Büyüleyici olan, çalışan deneyimleri yaratmaya odaklanan kuruluşların bu beceri boşluğunu hissetmeyenler kadar hissetmemesidir. Görünüşe göre önümüzdeki yıllarda kuruluşlar insanları işe almak isteyecek ve ortalıkta dolaşmak için yeterli yüksek vasıflı işgücü olmayacak.

Demografiyi Değiştirme

Yakın tarihli bir rapora göre, çalışanların sayısı ve yaşları açısından işgücünün çehresi önümüzdeki on yılda önemli ölçüde değişecek. Bugün Y kuşağı, 2016'daki bebek patlamalarını geride bırakarak halihazırda en büyük demografik grup. 2020'ye kadar, iş gücünün %50'sini ve 2025'e kadar %75'ini oluşturmaları bekleniyor. işyeri ve şu anda yalnızca ABD'de 25 milyondan fazla insanı oluşturuyorlar. Sadece bu da değil, ABD'deki işgücüne katılım oranı da giderek ama sürekli olarak daralıyor gibi görünüyor. Bu değişen demografi karışımı yeni değerler, tutumlar, beklentiler ve çalışma biçimleri getiriyor. Yine de bu yeni değil. Kuruluşlarımız her zaman işgücüne giren yeni nesillere uyum sağlamak zorunda kaldı, ancak genel anlamda önceki uyarlamaların çok yavaş ve kademeli olduğu ve şimdi daha agresif hale geldiği yönünde.

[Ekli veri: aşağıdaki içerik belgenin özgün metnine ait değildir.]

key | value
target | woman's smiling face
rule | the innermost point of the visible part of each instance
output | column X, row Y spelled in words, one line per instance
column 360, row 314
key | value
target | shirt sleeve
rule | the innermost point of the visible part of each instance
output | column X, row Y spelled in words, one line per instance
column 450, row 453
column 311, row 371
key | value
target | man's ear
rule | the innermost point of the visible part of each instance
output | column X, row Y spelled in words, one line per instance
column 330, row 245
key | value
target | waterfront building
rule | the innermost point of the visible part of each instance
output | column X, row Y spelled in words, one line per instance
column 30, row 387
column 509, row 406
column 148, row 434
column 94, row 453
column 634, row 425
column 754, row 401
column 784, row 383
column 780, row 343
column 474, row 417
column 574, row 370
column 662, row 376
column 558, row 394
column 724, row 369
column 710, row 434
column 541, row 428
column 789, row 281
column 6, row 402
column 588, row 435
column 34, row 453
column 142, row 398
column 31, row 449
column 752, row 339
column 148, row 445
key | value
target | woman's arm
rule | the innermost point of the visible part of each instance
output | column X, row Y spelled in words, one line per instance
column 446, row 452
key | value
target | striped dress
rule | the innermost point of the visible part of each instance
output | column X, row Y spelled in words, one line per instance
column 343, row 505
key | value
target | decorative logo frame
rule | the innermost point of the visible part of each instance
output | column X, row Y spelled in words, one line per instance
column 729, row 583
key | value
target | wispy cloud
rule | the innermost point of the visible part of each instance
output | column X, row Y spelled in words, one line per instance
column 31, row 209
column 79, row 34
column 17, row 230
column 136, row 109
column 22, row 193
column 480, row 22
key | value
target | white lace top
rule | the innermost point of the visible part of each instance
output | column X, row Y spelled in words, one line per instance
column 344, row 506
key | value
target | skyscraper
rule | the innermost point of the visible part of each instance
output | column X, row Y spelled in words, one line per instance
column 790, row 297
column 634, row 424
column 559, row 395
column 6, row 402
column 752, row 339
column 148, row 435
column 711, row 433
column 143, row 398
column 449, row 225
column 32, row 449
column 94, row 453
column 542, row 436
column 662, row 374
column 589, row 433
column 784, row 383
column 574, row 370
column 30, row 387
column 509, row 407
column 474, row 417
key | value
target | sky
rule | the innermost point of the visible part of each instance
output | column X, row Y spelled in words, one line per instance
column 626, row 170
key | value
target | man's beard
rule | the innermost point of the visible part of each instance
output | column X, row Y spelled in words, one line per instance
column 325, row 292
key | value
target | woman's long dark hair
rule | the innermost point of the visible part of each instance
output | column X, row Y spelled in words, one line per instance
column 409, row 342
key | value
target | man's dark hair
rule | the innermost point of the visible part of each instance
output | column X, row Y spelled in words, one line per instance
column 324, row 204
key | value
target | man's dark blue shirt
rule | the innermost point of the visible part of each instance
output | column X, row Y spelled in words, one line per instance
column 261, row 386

Yetenek Yarışmasının Değişen Yüzü

Geçmişte, kuruluşlar beceriler ve kıdem, konum ve doğrudan rakipler üzerinde rekabet ederdi. Bu, San Francisco'da yaşıyorsanız, bölgedeki diğer insanlarla rekabet edeceğiniz veya Coca-Cola olsaydınız Pepsi'ye, Ford'a karşı Toyota ve Boeing'e karşı Airbus'a karşı rekabet edeceğiniz anlamına geliyordu. Bugün herkes herkesle yarışıyor. Coca-Cola Toyota ile rekabet ediyor ve McDonald's Airbus ile rekabet ediyor. Bu rekabet, akıllı ve yetenekli bireylerin sizin için çalışmak yerine Uber için araba kullanmaya veya çevrimiçi serbest çalışan bir pazara katılmaya karar verebilecekleri konser ekonomisine de uzanıyor.

Psikoloji (ve Sosyoloji)

Çalışan deneyimi daha çok psikolojik ve sosyolojik bir arayıştır. İnsanların işe gelmek istedikleri ortamları gerçekten yaratmaya çalıştıkları için kuruluşlar artık bu arayışları daha ciddiye alıyor. Bu artık yalnızca bir kuruluşun avantajlar, daha yüksek ücretler veya hilelerle üstesinden gelebileceği bir zorluk değil. Bunun yerine, iş dünyası, insanların neden ve nasıl hareket ettiğini anlamalarına gerçekten yardımcı olmaları için sosyal bilimcilere yöneliyor. Endüstriyel örgütsel psikolojinin en hızlı büyüyen mesleklerden biri olması şaşırtıcı olmamalıdır. Bu bilim adamları, insanları işe alma ve işe alma, ofis alanlarımızı tasarlama, liderlik etme ve yönetme ve hatta İK departmanlarımızı oluşturma ve çalıştırma şeklimizi etkiliyor. Bu, kısa vadeli katılım programları yerine uzun vadeli kurumsal tasarıma odaklanma eğilimine işaret ediyor.

İş Türbülansı

Orijinal listenin oluşturulduğu 1955'ten bu yana Fortune 500'ün neredeyse %90'ı ortadan kayboldu. Büyük bir küresel şirketi gerçekten bozmak için, eskiden büyük bir küresel şirket olmanız gerekiyordu. Bugün rekabet, kapıdan kapıya bir faks satıcısından (Spanx), üniversiteden ayrılan (Facebook), eski bir müşteriden (Netflix) veya sadece bir ton para toplayan birinden (Uber) gelebilir. Mesele şu ki, küçülüyor gibi görünen bir dünyada, değişimin hızlandığı bir zamanda, rekabetiniz her yerden gelebilir ve bunu yüzünüze gelene kadar asla göremezsiniz. Bu ortamda kuruluşlar, potansiyel tehditleri görmelerine ve yeni fırsatları ortaya çıkarmalarına yardımcı olacak en iyi yetenekleri işe almak için mücadele ediyor. Odaklanarak çalışan deneyimi hakkında , birçok şirket bu eğilimi tersine çevirmeyi umuyor.